Markdowns up at Indigo Interiors

By Jon Vreeland   |   August 23, 2018

The 1925 earthquake of downtown Santa Barbara cost the city $8 million in damages, an equivalence of less than $114 million in 2018 (Dollar Times). But last January, the Montecito Mudslide nearly doubled the cost of the 20th-century catastrophe with $207 million needed to resurrect the heart of the American Riviera properly.

The Santa Barbara residents and business owners continue to support their neighbors and anyone who suffered the arbitrary shock of near or total loss at the inception of 2018. But geographically, the assistance doesn’t stop there. 

With the help of the wholesale furniture manufacturer Lee Industries of North Carolina, Indigo Interiors, a middle- to high-end furniture store at 1321 State Street in Santa Barbara – and just to the right of the Arlington Theatre – will offer “deep discounts on certain furniture items” to those who lost their home and/or furnishing, until June of 2019. 

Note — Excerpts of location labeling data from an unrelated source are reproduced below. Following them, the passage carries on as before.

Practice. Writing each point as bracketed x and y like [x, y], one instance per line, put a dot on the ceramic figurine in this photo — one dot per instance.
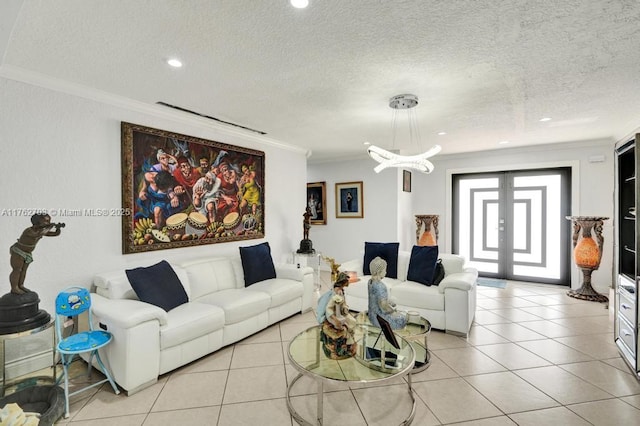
[379, 303]
[337, 323]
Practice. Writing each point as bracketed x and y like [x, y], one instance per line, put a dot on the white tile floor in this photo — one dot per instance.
[534, 357]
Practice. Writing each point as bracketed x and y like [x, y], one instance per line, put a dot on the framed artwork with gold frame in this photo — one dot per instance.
[317, 202]
[185, 191]
[349, 200]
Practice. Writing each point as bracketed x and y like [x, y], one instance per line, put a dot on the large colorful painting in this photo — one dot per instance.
[185, 191]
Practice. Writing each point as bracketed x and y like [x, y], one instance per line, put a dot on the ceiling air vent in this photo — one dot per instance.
[211, 118]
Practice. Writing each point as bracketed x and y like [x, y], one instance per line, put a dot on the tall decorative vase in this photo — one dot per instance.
[587, 253]
[428, 237]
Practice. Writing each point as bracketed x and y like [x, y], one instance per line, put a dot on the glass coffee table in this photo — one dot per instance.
[415, 332]
[307, 357]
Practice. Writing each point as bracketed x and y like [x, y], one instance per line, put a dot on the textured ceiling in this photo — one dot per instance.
[320, 78]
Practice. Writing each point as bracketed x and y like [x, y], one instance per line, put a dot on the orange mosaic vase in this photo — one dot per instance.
[586, 254]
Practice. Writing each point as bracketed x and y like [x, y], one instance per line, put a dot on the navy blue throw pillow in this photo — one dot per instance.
[257, 263]
[439, 274]
[158, 285]
[387, 251]
[422, 264]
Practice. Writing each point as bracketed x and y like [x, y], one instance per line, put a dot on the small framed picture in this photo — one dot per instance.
[349, 200]
[406, 181]
[317, 201]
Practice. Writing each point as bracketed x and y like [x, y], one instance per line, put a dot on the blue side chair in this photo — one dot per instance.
[70, 303]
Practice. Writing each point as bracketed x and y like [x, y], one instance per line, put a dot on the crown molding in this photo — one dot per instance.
[33, 78]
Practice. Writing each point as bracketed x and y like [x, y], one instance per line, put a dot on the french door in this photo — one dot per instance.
[512, 225]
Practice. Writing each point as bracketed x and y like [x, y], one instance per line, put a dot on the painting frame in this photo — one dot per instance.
[348, 205]
[406, 181]
[184, 191]
[317, 202]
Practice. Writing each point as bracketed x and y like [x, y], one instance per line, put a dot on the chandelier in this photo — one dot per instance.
[387, 159]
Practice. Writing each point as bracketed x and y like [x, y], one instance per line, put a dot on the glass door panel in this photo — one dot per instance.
[512, 225]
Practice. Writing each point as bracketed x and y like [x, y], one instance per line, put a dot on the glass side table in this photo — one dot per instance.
[307, 357]
[4, 338]
[416, 332]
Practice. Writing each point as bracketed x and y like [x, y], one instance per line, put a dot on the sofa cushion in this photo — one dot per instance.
[239, 304]
[422, 266]
[439, 274]
[360, 289]
[116, 285]
[281, 290]
[416, 295]
[387, 251]
[190, 321]
[210, 275]
[158, 285]
[257, 263]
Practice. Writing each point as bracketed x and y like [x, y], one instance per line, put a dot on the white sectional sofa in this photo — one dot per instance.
[449, 306]
[149, 341]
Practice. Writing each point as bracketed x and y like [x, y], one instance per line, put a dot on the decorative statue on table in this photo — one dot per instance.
[337, 323]
[19, 308]
[379, 303]
[306, 245]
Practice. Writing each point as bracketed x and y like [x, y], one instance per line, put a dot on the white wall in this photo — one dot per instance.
[592, 195]
[62, 151]
[342, 238]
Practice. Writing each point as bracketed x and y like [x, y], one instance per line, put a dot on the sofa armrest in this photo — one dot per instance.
[353, 265]
[126, 313]
[460, 280]
[133, 356]
[292, 272]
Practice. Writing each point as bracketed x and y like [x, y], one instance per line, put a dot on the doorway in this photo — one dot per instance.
[513, 225]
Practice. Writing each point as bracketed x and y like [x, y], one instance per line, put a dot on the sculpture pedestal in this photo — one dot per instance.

Santa Barbara business owner and designer Genny Cummings, who opened Indigo Interiors with her husband, Tom Cummings in 1984 says, “Unfortunately, this is one way of the community coming together, and this is the one thing I can do to help.” 

Not everything at Indigo Interiors sells at discount, Lee’s contract of 40 percent off the listed price. But reduced or not, Indigo Interiors carries modern, antique, and custom furniture: sectional sofas, armchairs, chaises, swivel chairs, accent armchairs, dining chairs, recliners, beds, sofa sleepers, benches, ottomans – many of which Genny and Lee Industries will sell for the sale offer.

Indigo Interiors also carries an array of home accessories: accent lamps, handmade jewelry, Indigo pillows, antique fixtures, etched and filigree glass, throws and blankets, tabletop dishes, glassware, vases, to name a fraction of the inventory. They also do a lot of work with window shades, have woodworkers, iron-workers, upholsterers, seamstresses, carry bedding and sell upholstery by the yard. 

Also, Tom Cummings is a Santa Barbara artist, who, along with other local artists such as Karen Aggeler and Laurie MacMillan, whose art sells at Indigo’s Summer show, sell their art in the Indigo showroom, adding more flavor to your customized haven of individuality.

However, the furniture, the home accessories, the skilled craftsman, and the miles of variegated upholstery are also prime ingredients to the interior design projects which Genny herself conducts. The highly experienced creator can cultivate or redesign the inside of a person’s home or place of business from ceiling to floor, using all the necessary appurtenances.

In Malibu, Genny altered a home directly on the beach: living room, kitchen, upstairs family room, and master bath using off-white colors on the walls, ceilings, furniture, down to the blonde finish on the hardwood floors. In the living room and upstairs family room, Genny used dark grey as a solid contrast to the pallid rooms: the fireplace mantle in the family room and the bookshelves in the upstairs family room, for instance, are both painted the same neutral grey.

And, in the wake of the worst disaster in Santa Barbara history, the likes of Genny and Tom Cummings and Lee Industries, who established the business 1969 in Newton, North Carolina, and who over the years expanded their company to three more manufacturing plants, and loyal members of the community, zealously exist. And just like the residents did in 1925, people step up to help rebuild and lend what hand they can give to those who can use the love of their neighborhood and friends more than ever.